En todo el barrio del Pacífico era conocido aquel endiablado carretero,
que alborotaba las calles con sus gritos y los furiosos chasquidos de su
tralla.
Los vecinos de la gran casa en cuyo bajo vivía habían contribuido a
formar su mala reputación. ¡Hombre más atroz y malhablado! ¡Y luego
dicen los periódicos que la policía detiene por blasfemos!
Pepe el carretero hacía méritos diariamente, según algunos vecinos, para
que le cortaran la lengua y le llenasen la boca de plomo ardiendo, como
en los mejores tiempos del Santo Oficio. Nada dejaba en paz, ni humano
ni divino. Se sabía de memoria todos los nombres venerables del
almanaque, únicamente por el gusto de faltarles, y así que se
enfadaba con sus bestias y levantaba el látigo, no quedaba santo, por
arrinconado que estuviese en alguna de las casillas del mes, al que no
profanase con las más sucias expresiones. En fin, ¡un horror! Y lo más
censurable era que, al encararse con sus tozudos animales, azuzándoles
con blasfemias mejor que con latigazos, los chiquillos del barrio
acudían para escucharle con perversa atención, regodeándose ante la
fecundidad inagotable del maestro.
Los vecinos, molestados a todas horas por aquella interminable sarta de
maldiciones, no sabían cómo librarse de ellas.

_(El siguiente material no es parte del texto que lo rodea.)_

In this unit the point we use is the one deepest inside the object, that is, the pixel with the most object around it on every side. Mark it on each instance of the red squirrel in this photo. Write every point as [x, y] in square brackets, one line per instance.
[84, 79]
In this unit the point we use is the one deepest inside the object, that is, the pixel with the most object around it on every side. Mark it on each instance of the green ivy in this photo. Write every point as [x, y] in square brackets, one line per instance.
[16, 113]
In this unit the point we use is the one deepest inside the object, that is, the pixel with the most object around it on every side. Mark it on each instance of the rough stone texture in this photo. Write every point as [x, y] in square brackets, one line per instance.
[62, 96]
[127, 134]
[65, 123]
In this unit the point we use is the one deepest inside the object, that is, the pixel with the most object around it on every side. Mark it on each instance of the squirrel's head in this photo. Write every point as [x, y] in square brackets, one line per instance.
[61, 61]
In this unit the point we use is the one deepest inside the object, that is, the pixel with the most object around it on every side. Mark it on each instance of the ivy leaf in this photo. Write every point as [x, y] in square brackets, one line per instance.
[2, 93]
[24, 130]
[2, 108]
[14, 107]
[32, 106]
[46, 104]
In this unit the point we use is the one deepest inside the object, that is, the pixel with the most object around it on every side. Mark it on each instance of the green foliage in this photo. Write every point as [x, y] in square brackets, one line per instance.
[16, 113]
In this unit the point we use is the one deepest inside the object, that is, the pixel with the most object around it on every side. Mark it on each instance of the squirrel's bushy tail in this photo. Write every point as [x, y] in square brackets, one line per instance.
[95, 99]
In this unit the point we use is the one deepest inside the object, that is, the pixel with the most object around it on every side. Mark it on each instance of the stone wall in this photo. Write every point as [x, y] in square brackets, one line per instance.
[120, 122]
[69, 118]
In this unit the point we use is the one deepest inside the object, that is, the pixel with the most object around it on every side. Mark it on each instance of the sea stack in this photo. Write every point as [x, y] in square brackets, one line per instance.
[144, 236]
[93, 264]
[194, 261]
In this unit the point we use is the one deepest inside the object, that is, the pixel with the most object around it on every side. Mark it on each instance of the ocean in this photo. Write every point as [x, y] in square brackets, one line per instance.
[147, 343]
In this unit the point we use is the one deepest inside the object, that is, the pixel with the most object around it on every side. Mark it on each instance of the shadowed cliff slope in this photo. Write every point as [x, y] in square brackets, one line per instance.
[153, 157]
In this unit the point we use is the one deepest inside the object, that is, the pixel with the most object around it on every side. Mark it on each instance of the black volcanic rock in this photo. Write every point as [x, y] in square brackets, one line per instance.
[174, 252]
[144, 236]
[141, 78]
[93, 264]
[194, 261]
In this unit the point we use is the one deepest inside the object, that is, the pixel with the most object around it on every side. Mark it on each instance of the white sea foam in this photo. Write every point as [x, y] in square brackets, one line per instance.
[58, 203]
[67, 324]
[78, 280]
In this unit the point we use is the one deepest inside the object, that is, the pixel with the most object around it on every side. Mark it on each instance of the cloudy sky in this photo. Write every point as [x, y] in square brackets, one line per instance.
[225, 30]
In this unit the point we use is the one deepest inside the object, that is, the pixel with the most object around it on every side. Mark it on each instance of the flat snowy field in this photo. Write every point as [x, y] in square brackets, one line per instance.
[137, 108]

Acudían al del piso principal, un viejo avaro, que había alquilado la
cochera a Pepe no encontrando mejor inquilino.
—No hagan ustedes caso—contestaba—. Consideren que es un carretero, y
que para este oficio no se exigen exámenes de urbanidad. Tiene mala
lengua, eso sí; pero es hombre muy formal y paga sin retrasarse un solo
día. Un poco de caridad, señores.
A la mujer del maldito blasfemo la compadecían en toda la casa.